Despite medical advances, social stigma against being HIV–positive is a persistent problem, according to panelist Keith Green, who works with AFC. “When there’s a stigma against gay people or people with HIV, at-risk people are less likely to acknowledge their infection, get tested, or seek treatment,” he said.
“It was first known as GRID—gay-related immune deficiency—a name that thankfully didn’t stick,” said panelist Doriane Miller, a professor and physician at the University of Chicago Medical Center. “Since then, the epidemic has expanded to affect all kinds of Americans but now disproportionally affects drug users, sex workers, and African Americans and Latinos regardless of sexual orientation.”

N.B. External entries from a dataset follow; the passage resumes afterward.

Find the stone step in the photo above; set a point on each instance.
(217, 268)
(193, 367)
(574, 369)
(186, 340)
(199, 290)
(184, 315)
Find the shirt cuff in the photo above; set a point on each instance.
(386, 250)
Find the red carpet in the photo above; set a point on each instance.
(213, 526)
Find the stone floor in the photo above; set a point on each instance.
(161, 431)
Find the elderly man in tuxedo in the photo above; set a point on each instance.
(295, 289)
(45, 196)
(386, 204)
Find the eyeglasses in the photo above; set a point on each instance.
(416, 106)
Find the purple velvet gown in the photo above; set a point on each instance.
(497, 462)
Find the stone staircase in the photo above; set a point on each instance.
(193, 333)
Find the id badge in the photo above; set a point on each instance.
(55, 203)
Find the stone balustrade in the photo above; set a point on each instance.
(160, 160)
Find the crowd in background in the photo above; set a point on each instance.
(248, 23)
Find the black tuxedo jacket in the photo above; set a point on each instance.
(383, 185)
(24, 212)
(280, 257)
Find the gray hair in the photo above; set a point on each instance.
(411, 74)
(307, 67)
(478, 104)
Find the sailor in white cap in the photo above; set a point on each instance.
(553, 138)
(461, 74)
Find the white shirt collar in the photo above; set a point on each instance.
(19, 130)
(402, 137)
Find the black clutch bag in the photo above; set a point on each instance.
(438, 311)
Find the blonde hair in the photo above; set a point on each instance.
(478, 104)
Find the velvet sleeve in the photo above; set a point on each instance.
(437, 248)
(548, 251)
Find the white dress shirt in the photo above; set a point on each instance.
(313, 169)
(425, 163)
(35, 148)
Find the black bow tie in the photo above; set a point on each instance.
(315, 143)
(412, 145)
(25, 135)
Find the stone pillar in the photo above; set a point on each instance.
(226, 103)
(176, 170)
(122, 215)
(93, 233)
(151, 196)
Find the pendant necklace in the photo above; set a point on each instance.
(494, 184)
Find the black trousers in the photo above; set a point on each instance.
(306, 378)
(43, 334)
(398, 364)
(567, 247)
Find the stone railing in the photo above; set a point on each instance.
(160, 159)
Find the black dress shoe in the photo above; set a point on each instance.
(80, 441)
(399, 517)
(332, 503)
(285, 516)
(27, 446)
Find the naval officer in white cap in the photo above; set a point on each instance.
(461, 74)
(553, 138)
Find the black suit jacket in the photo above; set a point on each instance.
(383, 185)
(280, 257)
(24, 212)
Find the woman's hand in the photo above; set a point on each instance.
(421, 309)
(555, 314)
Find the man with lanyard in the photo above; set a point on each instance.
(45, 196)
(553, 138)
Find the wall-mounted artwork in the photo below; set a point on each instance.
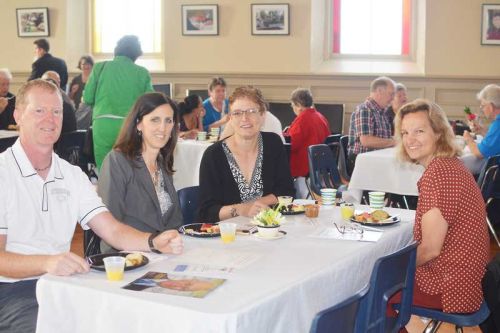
(200, 20)
(270, 19)
(32, 22)
(490, 31)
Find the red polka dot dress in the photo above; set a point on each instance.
(457, 272)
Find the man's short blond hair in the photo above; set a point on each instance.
(22, 95)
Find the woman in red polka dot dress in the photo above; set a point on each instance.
(450, 222)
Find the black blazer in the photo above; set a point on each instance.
(49, 63)
(218, 187)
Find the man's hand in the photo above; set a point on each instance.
(66, 264)
(3, 104)
(169, 242)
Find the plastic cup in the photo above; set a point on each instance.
(346, 211)
(227, 232)
(377, 200)
(328, 196)
(114, 268)
(285, 200)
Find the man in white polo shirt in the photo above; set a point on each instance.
(42, 197)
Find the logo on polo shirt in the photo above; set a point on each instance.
(61, 194)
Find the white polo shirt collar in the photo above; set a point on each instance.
(26, 168)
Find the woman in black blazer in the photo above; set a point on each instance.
(246, 172)
(135, 181)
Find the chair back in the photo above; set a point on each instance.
(339, 318)
(332, 138)
(5, 143)
(489, 178)
(391, 274)
(323, 170)
(188, 199)
(70, 148)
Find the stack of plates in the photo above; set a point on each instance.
(328, 196)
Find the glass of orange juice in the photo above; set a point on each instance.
(227, 232)
(114, 267)
(346, 210)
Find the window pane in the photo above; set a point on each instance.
(371, 27)
(116, 18)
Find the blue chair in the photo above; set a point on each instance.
(188, 199)
(339, 318)
(458, 319)
(323, 169)
(391, 274)
(333, 138)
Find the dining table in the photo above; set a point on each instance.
(271, 284)
(381, 170)
(187, 159)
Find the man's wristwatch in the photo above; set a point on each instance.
(150, 242)
(233, 212)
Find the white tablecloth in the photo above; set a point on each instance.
(187, 159)
(293, 278)
(380, 170)
(8, 134)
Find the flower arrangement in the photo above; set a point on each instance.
(470, 116)
(269, 217)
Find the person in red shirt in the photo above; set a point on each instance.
(309, 128)
(450, 228)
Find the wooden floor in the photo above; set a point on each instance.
(416, 325)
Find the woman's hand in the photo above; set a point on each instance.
(169, 242)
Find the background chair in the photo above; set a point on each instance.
(458, 319)
(391, 274)
(489, 183)
(188, 198)
(339, 318)
(332, 138)
(323, 169)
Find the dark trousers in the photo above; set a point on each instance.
(18, 307)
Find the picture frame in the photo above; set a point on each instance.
(33, 22)
(270, 19)
(490, 24)
(200, 20)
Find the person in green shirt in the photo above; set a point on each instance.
(112, 88)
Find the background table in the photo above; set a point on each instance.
(293, 279)
(187, 159)
(380, 170)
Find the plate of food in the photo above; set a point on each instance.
(291, 209)
(378, 217)
(132, 260)
(200, 230)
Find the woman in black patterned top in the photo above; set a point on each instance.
(246, 172)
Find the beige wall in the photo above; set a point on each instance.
(453, 65)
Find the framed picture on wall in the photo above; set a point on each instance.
(32, 22)
(200, 20)
(490, 30)
(270, 19)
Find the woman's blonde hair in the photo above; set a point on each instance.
(446, 145)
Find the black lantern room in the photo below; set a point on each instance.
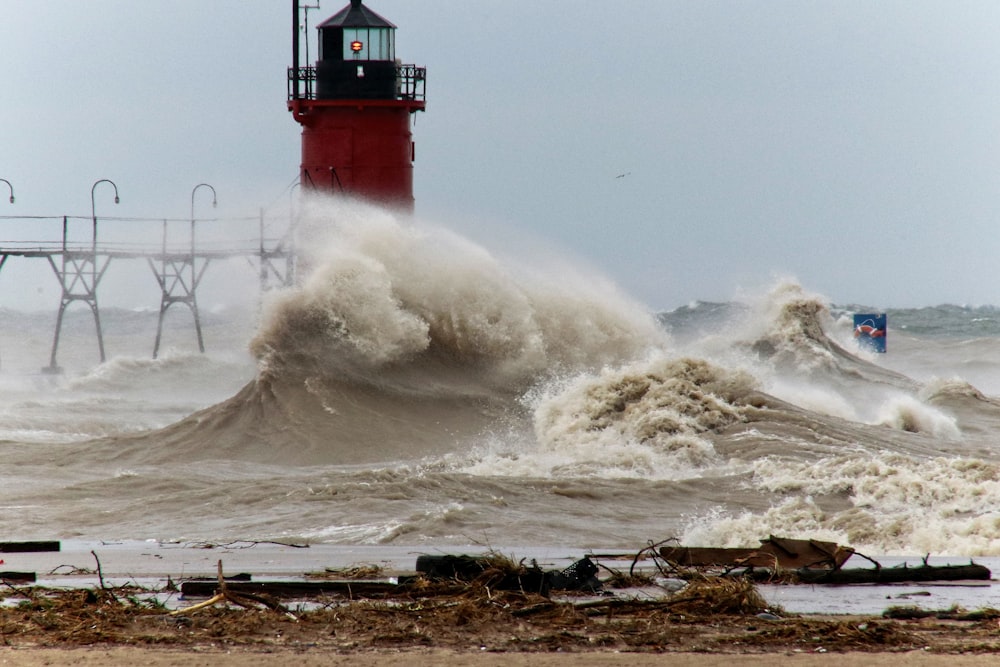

Green praised Obama’s comments last week accepting same-sex marriage.
“This is one step in alleviating the stigma associated with homosexuals and HIV, which is one of the last barriers to the end of this epidemic,” he said.
Even with the social stigma as a barrier, medical advances have still dramatically changed the epidemic’s course, according to Dr. John Schneider of the Medical Center.
“When I began work with AIDS patients in hospitals, life expectancy was a mere three weeks and long-term treatment didn’t exist. Now, HIV infection is a chronic health condition, similar to diabetes, that can usually be stabilized with one daily pill,” he said.
Though the number of new infections has plateaued in recent years, panelists were hopeful but hesitant to accept Hillary Clinton’s projection for an AIDS–free generation of Americans in the near future.
“In the words of Harper, a character from Angels in America, we’ve made ‘painful progress,’ but still have a long way to go,” Munar said.